Taraflar arasındaki ayıplı aracın misli ile değişim davasından dolayı yapılan yargılama sonunda İlk Derece Mahkemesince davanın kabulüne karar verilmiştir.
Kararın davacı vekili tarafından istinaf edilmesi üzerine, Bölge Adliye Mahkemesince başvurunun kabulü ile İlk Derece Mahkemesi hükmü kaldırılarak yeniden esas hakkında hüküm kurulmak suretiyle davanın kabulüne karar verilmiştir.
Bölge Adliye Mahkemesi kararı davalı vekilince duruşma istemli temyiz edilmekle; kesinlik, süre, temyiz şartı ve diğer usul eksiklikleri yönünden yapılan ön inceleme sonucunda, temyize konu edilen kararda dava değerinin duruşma sınırının altında olduğu anlaşılmıştır.
6100 sayılı Hukuk Muhakemeleri Kanunu'nun 369 uncu maddesinin ikinci fıkrası uyarınca davalı tarafın duruşma isteğinin reddine, temyiz dilekçesinin kabulü ile incelemenin dosya üzerinde yapılmasına karar verildikten ve Tetkik Hâkimi tarafından hazırlanan rapor dinlendikten sonra dosyadaki belgeler incelenip gereği düşünüldü:
I. DAVA
Davacı; davalı şirketten ÖTV indirimli fatura bedeli 110.500 TL karşılığında sıfır km otomobil satın aldığını, aracın 7812 km’de iken ön tavan kısmında boya çatlaması tespit edilmesi üzerine davalı şirket servisine götürülerek değişim talep edildiğini ancak davalı şirket lokal boya önerdiğinden bir işlem yapılmadığını ileri sürerek; dava konusu aracın boya kusuru nedeniyle ayıpsız misli ile değişimi; bu mümkün değilse araçtaki boya kusurunun ücretsiz giderimi ile boya kusuru nedeniyle aracın değerinde meydana gelecek değer kaybının davalıdan tazminini istemiştir.
II. CEVAP
Davalı; aracın satımından itibaren ortaya çıkan arızaların tüketici hatasından kaynaklanmasının mümkün olduğunu, bu hususlarda bilirkişi incelemesi yapılmasını talep ettiklerini belirterek, davanın reddini istemiştir.

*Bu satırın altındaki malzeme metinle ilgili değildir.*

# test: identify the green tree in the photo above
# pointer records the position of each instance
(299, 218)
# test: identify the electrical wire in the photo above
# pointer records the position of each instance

III. İLK DERECE MAHKEMESİ KARARI
İlk Derece Mahkemesinin yukarıda tarih ve sayısı belirtilen kararıyla; dava konusu araçta boya hatasının/ayıbının olması aracın kullanımını, güvenliğini ve ondan beklenen faydayı direkt etkileyici bir unsur olmamakla birlikte, aracın görsel anlamda güzelliğini hoş görünümünü olumsuz yönde etkileyeceği, güncel piyasa koşullarında bu tür araçlara talebin az olacağı ve aracın ikinci el değerini düşüreceği, dava konusu aracın 0 kilometre alındığı ve tüketicinin satın aldığı andan itibaren boya katmanları arasında tutunma sorununun mevcut olduğu ve zamanla belirgin olarak ortaya çıktığı, bu durumun boya kalkması/soyulmasına sebep olduğu, bu nedenle dava konusu araçta meydana gelen problemin gizli ayıp olduğu, öte yandan davalı şirketin araçtaki arızayı tespit edip kabul ettiğine dair iş emrinin dosyada mevcut olduğu gerekçesiyle, aracın değer kaybı olan 5.279,07 TL'nin dava tarihinden itibaren yasal faizi ile birlikte davalıdan tahsiline karar verilmiştir.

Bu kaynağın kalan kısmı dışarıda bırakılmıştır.